Effects of Fomitopsis pinicola Extracts on Antioxidant and Antitumor activities
Choi, Du-Bok,Park, Sang-Shin,Ding, Ji-Lu,Cha, Wol-Suk Korean Society for Biotechnology and Bioengineerin 2007 Biotechnology and Bioprocess Engineering Vol.12 No.5
We investigated the effects of Fomitopsis pinicola extract on biological activity by examining the antioxidant and antitumor activity in vitro and in vivo. When the F. pinicola extract concentration was raised from 60 to $120{\mu}g/mL$, the DPPH scavenging rate increased from 50.3 to 88.2% and the superoxide anion radical scavenging rate increased from 45.2 to 85.3% when the F. pinicola extract concentration was raised from 500 to $700{\mu}g/mL$. After incubating F. pinicola extract for 12 h, the linoleic acid scavenging rate increased from 35.5 to 90.5%. A similar finding was observed for butylated hydroxytoluene. The total phenolic content of the F. pinicola extracts were approximately 10- to 16-fold higher than what was observed in the P. nebrodensis and A. camphorate extracts.

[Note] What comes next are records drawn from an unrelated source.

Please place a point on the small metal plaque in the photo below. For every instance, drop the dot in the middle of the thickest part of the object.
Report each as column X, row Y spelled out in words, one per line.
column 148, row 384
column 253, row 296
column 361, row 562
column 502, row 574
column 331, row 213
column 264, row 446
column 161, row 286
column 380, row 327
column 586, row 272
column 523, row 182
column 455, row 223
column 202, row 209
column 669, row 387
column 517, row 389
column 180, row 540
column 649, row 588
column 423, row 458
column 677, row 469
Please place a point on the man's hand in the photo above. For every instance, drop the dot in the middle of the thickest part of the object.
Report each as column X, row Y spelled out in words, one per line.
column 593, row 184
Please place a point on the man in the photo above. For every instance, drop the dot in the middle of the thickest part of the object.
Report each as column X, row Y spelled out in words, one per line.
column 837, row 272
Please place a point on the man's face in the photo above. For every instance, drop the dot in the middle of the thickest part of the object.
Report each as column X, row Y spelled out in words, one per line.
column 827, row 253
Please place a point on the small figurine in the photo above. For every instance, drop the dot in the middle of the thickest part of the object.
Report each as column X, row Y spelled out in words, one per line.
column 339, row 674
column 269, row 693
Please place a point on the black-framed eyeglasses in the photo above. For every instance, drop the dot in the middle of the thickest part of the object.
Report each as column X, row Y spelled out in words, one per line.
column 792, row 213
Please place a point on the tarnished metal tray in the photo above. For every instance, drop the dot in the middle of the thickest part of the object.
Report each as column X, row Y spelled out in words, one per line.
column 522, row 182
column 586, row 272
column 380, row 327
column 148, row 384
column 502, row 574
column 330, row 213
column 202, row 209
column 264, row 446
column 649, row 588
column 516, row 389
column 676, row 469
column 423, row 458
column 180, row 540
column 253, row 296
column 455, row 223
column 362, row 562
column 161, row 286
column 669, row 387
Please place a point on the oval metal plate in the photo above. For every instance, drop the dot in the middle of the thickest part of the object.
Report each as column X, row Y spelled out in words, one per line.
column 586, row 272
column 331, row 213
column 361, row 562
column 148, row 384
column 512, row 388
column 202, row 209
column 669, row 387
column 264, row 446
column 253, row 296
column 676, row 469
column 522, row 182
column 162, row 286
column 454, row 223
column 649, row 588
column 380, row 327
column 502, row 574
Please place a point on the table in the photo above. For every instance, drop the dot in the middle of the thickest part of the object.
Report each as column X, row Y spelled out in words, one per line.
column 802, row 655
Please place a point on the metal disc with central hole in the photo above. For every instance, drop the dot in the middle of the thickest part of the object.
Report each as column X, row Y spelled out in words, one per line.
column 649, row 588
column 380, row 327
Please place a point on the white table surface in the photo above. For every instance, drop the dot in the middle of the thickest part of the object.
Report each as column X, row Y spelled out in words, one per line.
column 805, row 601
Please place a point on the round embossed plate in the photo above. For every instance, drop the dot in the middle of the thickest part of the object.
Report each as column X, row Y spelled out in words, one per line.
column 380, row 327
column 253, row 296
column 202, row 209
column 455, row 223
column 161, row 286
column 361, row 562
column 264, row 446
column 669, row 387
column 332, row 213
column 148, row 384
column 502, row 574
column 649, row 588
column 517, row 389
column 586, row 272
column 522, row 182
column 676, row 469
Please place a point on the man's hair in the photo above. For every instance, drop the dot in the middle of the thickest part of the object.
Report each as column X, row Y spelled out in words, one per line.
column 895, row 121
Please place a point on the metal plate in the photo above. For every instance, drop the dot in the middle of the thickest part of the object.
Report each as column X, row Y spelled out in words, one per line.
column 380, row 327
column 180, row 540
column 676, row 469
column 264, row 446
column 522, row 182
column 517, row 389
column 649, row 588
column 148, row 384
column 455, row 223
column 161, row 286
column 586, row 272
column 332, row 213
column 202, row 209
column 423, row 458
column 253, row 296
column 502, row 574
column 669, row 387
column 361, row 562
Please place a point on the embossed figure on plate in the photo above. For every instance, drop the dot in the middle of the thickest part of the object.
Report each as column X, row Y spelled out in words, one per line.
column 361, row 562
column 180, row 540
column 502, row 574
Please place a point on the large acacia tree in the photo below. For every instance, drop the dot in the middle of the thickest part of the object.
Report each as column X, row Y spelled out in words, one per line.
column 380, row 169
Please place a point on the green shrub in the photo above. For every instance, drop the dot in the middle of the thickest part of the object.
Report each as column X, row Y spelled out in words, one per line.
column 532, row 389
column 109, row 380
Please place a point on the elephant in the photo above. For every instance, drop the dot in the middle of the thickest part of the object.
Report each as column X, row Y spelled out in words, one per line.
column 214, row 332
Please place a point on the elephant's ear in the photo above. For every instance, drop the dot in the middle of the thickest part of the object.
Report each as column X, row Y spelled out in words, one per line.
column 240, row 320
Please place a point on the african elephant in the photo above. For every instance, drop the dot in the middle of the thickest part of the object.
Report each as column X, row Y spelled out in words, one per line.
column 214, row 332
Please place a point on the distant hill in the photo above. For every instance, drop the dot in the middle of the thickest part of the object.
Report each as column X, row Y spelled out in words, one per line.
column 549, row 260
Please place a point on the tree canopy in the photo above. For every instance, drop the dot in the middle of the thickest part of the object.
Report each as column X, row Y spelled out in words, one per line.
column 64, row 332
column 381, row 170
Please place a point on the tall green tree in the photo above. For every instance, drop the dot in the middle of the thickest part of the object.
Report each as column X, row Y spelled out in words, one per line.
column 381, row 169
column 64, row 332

The glutathione production, using decoctions prepared from F. pinicola, was $20.0{\mu}M/g$ of liver, which corresponded to approximately 4.0-fold higher than the control. The glutathione peroxidase activity was 8.3 U/mg of protein, which was approximately 2.8-fold higher than the activity level observed in the control rat livers. The cell viability rates of all the human cancer cells, when $100{\mu}g/mL$ of ethanol extract was used for the different types of cancer cells, decreased with increasing extract concentrations in comparison to the hot water extract. In particular, when HeLa and Hep3B cells were incubated with $1000{\mu}g/mL$ of methanol extract, the cell viability rates were 20 and 25%, respectively, which was approximately 3.0-fold higher than what was observed for the hot water extract.